Specifically, council members will consider publicly supporting the "Plan Bay Area 2050" methodology, which was endorsed by the Contra Costa County Mayors' Conference as a way to reduce transit and transportation congestion as well as greenhouse gas emissions by placing housing units closer to job centers.

"(Plan Bay Area 2050) is consistent with Contra Costa’s decades-long effort to minimize extraordinary commutes through achieving a greater jobs-housing balance," assistant town manager Tai J. Williams, wrote in a staff report to the council.

The Mayors’ Conference -- which included Danville Mayor Karen Stepper -- voted unanimously in support of using the Plan Bay Area 2050 methodology, finding that it allocates more housing units in proximity to major job centers, such as those located in South Bay communities, and meets state guidelines for housing.

According to town staff, the California Department of Housing and Community Development determined that the Bay Area must plan to accommodate 441,176 housing units over the next eight-year housing period (2022-2030).
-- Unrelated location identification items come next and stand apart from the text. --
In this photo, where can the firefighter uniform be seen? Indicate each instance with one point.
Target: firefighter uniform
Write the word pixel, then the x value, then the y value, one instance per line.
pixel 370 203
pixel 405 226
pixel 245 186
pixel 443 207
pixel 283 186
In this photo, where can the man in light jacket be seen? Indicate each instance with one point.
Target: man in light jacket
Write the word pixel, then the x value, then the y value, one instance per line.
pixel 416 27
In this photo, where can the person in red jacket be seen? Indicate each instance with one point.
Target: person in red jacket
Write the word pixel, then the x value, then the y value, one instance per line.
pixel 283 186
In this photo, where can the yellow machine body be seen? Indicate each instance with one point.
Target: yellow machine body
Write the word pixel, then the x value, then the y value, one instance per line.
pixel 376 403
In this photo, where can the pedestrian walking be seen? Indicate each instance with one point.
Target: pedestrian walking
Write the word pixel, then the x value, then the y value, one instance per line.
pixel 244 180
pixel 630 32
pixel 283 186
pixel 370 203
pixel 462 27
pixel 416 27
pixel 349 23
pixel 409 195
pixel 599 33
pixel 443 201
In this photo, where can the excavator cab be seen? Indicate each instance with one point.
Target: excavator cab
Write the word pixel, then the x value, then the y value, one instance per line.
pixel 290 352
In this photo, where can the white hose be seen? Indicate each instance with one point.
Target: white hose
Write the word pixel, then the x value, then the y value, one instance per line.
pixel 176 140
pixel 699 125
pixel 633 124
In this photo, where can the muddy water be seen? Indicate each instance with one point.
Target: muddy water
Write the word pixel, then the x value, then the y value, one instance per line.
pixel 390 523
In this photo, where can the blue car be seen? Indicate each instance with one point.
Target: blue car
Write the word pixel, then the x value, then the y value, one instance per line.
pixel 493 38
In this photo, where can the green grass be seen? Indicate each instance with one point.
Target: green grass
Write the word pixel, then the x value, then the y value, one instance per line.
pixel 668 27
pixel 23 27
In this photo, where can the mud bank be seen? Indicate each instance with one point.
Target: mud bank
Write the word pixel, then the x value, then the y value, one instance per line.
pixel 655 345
According to Williams, the Association of Bay Area Governments cites this as a 135% increase from the previous housing assignment.

"It’s critical to understand that cities are not required to build housing but rather plan for it by ensuring that there are enough appropriately zoned lands to accommodate the assigned units," Williams added. "Each local government does so by updating the Housing Element of its general plan to show the parcels on which their assigned housings could be built."

The Danville Town Council's regular meeting is scheduled to be held at 5 p.m. on Tuesday (Sept. 1) on video teleconferencing application Zoom, which can be accessed using Webinar ID 870 1852 9075.

Residents can have public comments read into the record by contacting the city clerk at 925-314-3307 or [email protected] prior to 4 p.m. on Tuesday.

In other business

* On some pandemic-related business, the council will consider extending its downtown street closures for outdoor dining through the winter.

The council originally issued the order back in June to allow restaurants access to public spaces for outdoor dining, doing so in an effort to promote local businesses hurt by the pandemic. However, that order officially expired on Monday.

During Tuesday's meeting, the council will consider extending the downtown through Dec. 31 for parklets with partial weekend road closures.

For weekend road closures on Hartz Avenue between Diablo Road and Prospect Avenue, the council will consider extending the road closure up to Nov. 1 -- as well as on Monday, Sept. 7, until 11 p.m. for the extended Labor Day weekend.

* City Clerk Marie Sunseri will lead a special presentation to introduce new commissioners recruited for the town's Arts Advisory Board, Design Review Board, Heritage Resource Commission, Parks, Recreation and Arts Commission, Planning Commission, Contra Costa County Advisory County on Aging and Contra Costa Mosquito and Vector Control District.